# Liver Sausage Ball



## Constance (Aug 13, 2006)

I used to make this a lot. I'd kinda forgotten about it until I was looking through my recipes today. 

Liver Sausage Ball

1/2 lb. liver sausage
1/4 cup mayonnaise
1 tbl dill pickle juice, slightly sweetened
1 tsp worcestershire sauce
1/4 tsp garlic salt
1 8oz pkg cream cheese
1/4 tsp grated onion (?)
1 small jar pimentoes, drained
cheddar cheese, grated
dill pickles
assorted crackers

Mix everything together except last 3 ingredients. Shape into ball or loaf and roll in grated cheddar cheese. Serve with tiny dill pickles and assorted crackers. 

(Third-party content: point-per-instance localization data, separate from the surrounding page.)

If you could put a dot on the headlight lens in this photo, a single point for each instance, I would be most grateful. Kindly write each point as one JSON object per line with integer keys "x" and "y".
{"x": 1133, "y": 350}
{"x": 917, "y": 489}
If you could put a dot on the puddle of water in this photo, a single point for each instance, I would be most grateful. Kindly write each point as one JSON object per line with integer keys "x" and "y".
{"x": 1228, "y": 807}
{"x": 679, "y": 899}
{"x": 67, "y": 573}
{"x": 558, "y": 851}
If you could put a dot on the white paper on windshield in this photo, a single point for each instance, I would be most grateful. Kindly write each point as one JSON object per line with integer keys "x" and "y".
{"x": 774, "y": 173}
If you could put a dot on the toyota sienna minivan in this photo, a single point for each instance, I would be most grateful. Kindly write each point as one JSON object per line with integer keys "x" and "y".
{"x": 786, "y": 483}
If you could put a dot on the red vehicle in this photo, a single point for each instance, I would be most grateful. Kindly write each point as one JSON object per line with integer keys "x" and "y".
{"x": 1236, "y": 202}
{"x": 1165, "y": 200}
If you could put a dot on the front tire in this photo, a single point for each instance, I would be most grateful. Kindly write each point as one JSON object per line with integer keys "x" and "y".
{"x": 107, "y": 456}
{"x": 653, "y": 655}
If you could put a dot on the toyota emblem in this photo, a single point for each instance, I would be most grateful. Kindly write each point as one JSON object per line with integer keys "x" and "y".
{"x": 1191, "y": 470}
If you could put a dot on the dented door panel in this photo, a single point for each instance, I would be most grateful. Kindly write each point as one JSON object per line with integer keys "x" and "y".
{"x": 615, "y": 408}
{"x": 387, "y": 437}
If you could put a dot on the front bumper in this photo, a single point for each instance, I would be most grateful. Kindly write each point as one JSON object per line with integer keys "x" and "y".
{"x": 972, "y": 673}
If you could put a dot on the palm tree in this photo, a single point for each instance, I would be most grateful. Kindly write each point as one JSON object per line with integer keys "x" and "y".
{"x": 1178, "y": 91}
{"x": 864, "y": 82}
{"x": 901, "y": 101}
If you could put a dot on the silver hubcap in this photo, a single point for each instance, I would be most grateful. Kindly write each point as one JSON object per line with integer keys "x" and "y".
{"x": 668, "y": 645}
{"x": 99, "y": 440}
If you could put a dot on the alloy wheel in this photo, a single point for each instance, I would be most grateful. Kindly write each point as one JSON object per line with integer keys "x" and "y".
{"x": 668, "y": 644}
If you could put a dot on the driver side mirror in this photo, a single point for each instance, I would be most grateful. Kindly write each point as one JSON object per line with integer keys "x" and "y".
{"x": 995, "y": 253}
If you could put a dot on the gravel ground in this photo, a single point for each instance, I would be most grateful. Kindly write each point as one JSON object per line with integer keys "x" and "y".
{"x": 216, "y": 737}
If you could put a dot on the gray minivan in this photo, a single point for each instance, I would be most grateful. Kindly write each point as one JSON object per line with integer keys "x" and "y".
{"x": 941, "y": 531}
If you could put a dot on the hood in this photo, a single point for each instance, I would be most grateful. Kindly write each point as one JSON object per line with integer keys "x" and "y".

I'm not sure about that amount on the grated onion...I may have made a typing error when I posted it to my recipe files. You can add it to taste, or just use onion powder, which is what I'll probably do when I make this again.


----------



## kadesma (Aug 13, 2006)

_Connie,_
_looks yummy. I love liver sausage. I look forward to giving this a try and the onion you mention seems to be the right amount for me _
_Thanks Connie._

_kadesma _


----------



## Bangbang (Aug 13, 2006)

Sounds good. I love smoked liver sausage. I ate it almost every day when I was a kid. White bread,mustard and a slice of onion. Yummy


----------



## Constance (Aug 13, 2006)

There is a little German farming community up the road a bit, in Albiers, that has a wonderful butcher shop. My husband and his buddies take venison there to have salami made, and he always brings home some of their liver sausage. It's the best I've ever had. They also make great bacon, and fantastic frankfurters. 
By the way, we have a LOT of little German farming communities up the road. About 75 miles north of here, the land flattens out and the soil turns black.


----------



## lindatooo (Aug 14, 2006)

Boy did you ever push my button!  Thanks!

2 in Otr


----------